Question

A stone moving vertically upwards has its equation of motion $h = 490t – 4.9 {t^2}$. The maximum height reached by the stone is
1) 12250
2) 1225
3) 36750
4) None of these

Answer 1

Hint: The second motion equation is written in symbolic form$s=ut+\dfrac{1}{2}a{{t}^{2}}$, where $s$is initial distance, $u$is initial velocity of an object,$a$ is the acceleration and t is the time taken by the object.
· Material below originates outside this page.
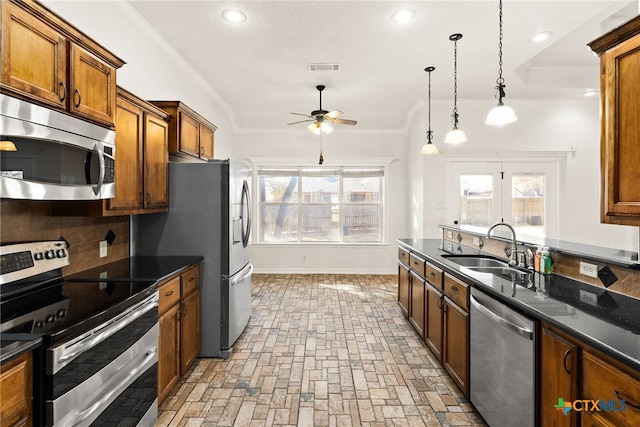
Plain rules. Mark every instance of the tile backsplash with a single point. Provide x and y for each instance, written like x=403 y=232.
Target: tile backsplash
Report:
x=25 y=220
Here in this given question height is considered to as initial distance.

Complete answer:
we know that second equation of motion is $s=ut+\dfrac{1}{2}a{{t}^{2}}$ and here in this question we consider maximum height of the stone as$h$.

Given, equation given in this question is$h=490t-4.9{{t}^{2}}$. From this we can derive the value of $u$ and $a$ by comparing second equation of motion and the given equation in the question.
$u=490$ And $a=-9.8$.

Now, putting these value in the third equation of motion that is ${{v}^{2}}-{{u}^{2}}=2as$
For maximum height, $v=o$ thus from the third equation of motion
${{v}^{2}}-{{u}^{2}}=2as$

putting values of which we have derived from the first equation of motion given above
$u=490$ And $a=-9.8$.

And in the place of $s$ in the third equation of motion we will put which is $h$maximum height reached by the stone.
${{0}^{2}}-{{490}^{2}}=2(-9.8)h$
$-{{(490)}^{2}}=-19.6h$
$h={{(490)}^{2}}/19.6$
$h=12,250m$

Therefore the maximum height at which stone can reach will be 12,250 meters. Option (1) is the correct answer for this question.

Note: For tackling above answered question we need to be well versed in the concepts of equation of motion and how these equation derived from it. Deriving a value from one equation and putting it in to other should be done with proper caution to get the desired result.